Plato wrote that the moral character of a society is determined by its members. When the society abandons the common good it unleashes amoral lusts—violence, greed and sexual exploitation—and fosters magical thinking. The Greek philosopher Heraclitus called those who severed themselves from the moral and reality-based universe idiotes. When these idiotes, whose worldview is often the product of relentless indoctrination, form a majority or a powerful minority, the demagogue rises from the morass.
The demagogue is the public face of collective stupidity. Voegelin defined stupidity as a “loss of reality.” This loss of reality meant people could not “rightly orient his [or her] action in the world, in which he [or she] lives.” The demagogue, who is always an idiote, is not a freak or a social mutation. The demagogue expresses the society’s demented zeitgeist. This was true in Nazi Germany. It is true in the United States.
“The fool in Hebrew, the nabal, who because of his folly, nebala, creates disorder in the society, is the man who is not a believer, in the Israelite terms of revelation,” Voegelin wrote. “The amathes, the irrationally ignorant man, is for Plato the man who just does not have the authority of reason or who cannot bow to it. The stultus for Thomas [Aquinas] is the fool, in the same sense as the amathia of Plato and the nebala of the Israelite prophets. This stultus now has suffered loss of reality and acts on the basis of a defective image of reality and thereby creates disorder. … If I have lost certain sectors of reality from my range of experience, I will also be lacking the language for appropriately characterizing them.
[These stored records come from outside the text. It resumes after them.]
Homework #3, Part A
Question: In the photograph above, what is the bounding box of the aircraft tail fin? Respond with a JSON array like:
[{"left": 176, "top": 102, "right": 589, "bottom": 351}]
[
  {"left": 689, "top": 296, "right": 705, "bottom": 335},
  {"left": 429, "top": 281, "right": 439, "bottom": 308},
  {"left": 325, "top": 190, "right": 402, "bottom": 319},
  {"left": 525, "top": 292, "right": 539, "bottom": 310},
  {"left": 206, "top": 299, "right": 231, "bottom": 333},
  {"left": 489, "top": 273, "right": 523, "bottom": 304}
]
That means that parallel to the loss of reality and to stupidity there is always the phenomenon of illiteracy.”
A society convulsed by disorder and chaos, as Voegelin pointed out, elevates and even celebrates the morally degenerate, those who are cunning, manipulative, deceitful and violent. In an open society these attributes are despised and criminalized. Those who exhibit them are condemned as stupid—“a man [or woman] who behaves in this way,” Voegelin notes, “will be socially boycotted.” But the social, cultural and moral norms in a diseased society are inverted. The attributes that sustain an open society—a concern for the common good, honesty, trust and self-sacrifice—are detrimental to existence in a diseased society. Today, those who exhibit these attributes are targeted and silenced.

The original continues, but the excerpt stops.